Why did the U.S. Department of Education allow this fraud to continue for so long? One might well ask why the U.S. Department of Education has been silent about the growth of predatory for-profit K-12 schools, both virtual and brick-and-mortar. For the first time in history, the U.S. ED just doesn’t see privatization and profit-making as a problem.
“In 2008, Tasha Courtright visited the Everest College campus in Ontario, California, with a friend. She was not looking to pursue higher education. “The recruiter said, ‘How about you? Do you want to go to school?’” Courtright recalled.
“I said I can’t afford it, I can’t do loans,” she remembered, noting that she was working a minimum-wage job at a gas station when Corinthian first recruited her. “They said, ‘Let us do the numbers.’ They said I qualified for Cal Grants and Pell Grants, and I wouldn’t have to pay anything.”
“The recruiter called Courtright repeatedly for two days, pressuring her to make a decision. “They said classes were starting and ‘If you don’t do it now, you never will.’ So I went down again and signed up.” Courtright spent four years at Everest, earning a bachelor’s degree in applied business management. She said recruiters promised she wouldn’t pay a dime; she ended up with $41,000 in student debt.
“High-pressure sales tactics like that were deliberately targeted at vulnerable demographic groups, including single mothers and the unemployed, according to Lueck, the former Corinthian manager. Recruits were often the first in their families to attend college. Almost anyone could qualify.
“Laurie McDonnell, a librarian at the Everest-Ontario Metro campus, resigned after learning that her school had enrolled a man who read at a third-grade level.
“The goal was simple: profits. Smaller chains like Lincoln Tech or DeVry used to dominate the for-profit college industry. But toward the end of the last decade, larger, publicly traded companies took over. By 2009, three-quarters of all U.S. students enrolled in for-profit colleges were at schools owned by a corporate conglomerate or private equity firm. Goldman Sachs owns around 40 percent of Education Management Corporation, another operator of for-profit colleges.
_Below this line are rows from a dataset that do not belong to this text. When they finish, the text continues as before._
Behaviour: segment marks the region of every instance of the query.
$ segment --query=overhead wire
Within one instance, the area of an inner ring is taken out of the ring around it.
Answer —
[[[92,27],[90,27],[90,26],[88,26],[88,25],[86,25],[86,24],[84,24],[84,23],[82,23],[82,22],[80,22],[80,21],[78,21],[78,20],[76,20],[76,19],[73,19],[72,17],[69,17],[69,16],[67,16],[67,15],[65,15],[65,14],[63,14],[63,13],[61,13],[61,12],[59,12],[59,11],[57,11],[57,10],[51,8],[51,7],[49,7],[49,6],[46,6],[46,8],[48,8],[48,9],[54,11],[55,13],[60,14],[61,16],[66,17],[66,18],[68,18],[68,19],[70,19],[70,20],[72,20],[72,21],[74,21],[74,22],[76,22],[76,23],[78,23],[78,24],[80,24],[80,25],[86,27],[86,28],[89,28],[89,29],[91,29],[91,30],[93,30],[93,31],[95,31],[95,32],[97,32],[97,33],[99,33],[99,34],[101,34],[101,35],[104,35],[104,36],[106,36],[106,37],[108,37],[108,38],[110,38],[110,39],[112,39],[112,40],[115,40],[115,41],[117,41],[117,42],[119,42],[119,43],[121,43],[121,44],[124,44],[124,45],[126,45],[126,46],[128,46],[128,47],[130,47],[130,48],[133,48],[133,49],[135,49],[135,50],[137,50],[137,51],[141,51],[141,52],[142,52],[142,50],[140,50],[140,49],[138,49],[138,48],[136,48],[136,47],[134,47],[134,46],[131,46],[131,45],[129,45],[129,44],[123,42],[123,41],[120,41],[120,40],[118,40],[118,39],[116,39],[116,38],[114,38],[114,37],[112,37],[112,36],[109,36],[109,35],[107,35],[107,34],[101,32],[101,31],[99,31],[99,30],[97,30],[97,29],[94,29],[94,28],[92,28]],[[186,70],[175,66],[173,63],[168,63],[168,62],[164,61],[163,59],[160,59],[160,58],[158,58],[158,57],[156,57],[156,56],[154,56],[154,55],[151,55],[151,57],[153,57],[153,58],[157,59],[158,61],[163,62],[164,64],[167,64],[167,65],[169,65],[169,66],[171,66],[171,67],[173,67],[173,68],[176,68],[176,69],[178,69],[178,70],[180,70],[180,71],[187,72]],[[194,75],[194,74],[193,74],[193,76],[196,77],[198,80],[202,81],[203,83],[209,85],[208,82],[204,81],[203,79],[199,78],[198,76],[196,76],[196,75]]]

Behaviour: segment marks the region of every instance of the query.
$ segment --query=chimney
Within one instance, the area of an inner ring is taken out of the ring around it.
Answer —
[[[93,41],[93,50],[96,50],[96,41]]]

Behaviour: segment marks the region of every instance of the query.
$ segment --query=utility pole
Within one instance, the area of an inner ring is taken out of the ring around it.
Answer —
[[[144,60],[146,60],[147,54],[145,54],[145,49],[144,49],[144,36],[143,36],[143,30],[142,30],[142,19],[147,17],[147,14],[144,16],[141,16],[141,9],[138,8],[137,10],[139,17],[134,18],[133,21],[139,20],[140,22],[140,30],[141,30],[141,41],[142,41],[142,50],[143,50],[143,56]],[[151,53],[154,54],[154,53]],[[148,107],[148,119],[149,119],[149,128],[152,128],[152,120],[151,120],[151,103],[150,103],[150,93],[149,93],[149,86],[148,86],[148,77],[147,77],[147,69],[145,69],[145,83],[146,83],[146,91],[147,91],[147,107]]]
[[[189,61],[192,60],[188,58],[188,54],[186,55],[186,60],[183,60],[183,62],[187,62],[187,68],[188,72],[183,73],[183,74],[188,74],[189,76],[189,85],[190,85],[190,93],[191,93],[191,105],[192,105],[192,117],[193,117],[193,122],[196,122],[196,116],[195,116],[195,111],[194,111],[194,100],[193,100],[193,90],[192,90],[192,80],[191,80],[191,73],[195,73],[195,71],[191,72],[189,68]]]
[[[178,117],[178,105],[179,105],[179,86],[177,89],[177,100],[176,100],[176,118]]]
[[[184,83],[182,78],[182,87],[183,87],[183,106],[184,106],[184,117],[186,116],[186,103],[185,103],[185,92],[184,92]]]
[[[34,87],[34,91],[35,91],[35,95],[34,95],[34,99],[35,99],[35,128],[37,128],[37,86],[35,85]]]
“Many for-profit college companies own multiple university brands. Corinthian, which traded on Nasdaq, ran Everest, Wyotech and Heald Colleges. The consolidation of the industry changed how for-profit schools operated, argues Elizabeth Baylor, senior investigator on a landmark 2012 Senate Health, Education, Labor and Pensions Committee study of for-profits. “Student success was not the primary focus of the entity. It was returning investor value,” Baylor, who now works at the Center for American Progress, told HuffPost.
“One-quarter of the average for-profit college budget goes to marketing and recruitment, Baylor said. The goal is to capture and retain students, and squeeze as much money out of them as possible. The 2012 Senate report found that Corinthian’s students defaulted on their loans at a rate that was “by far the highest of any publicly traded company” that investigators scrutinized.”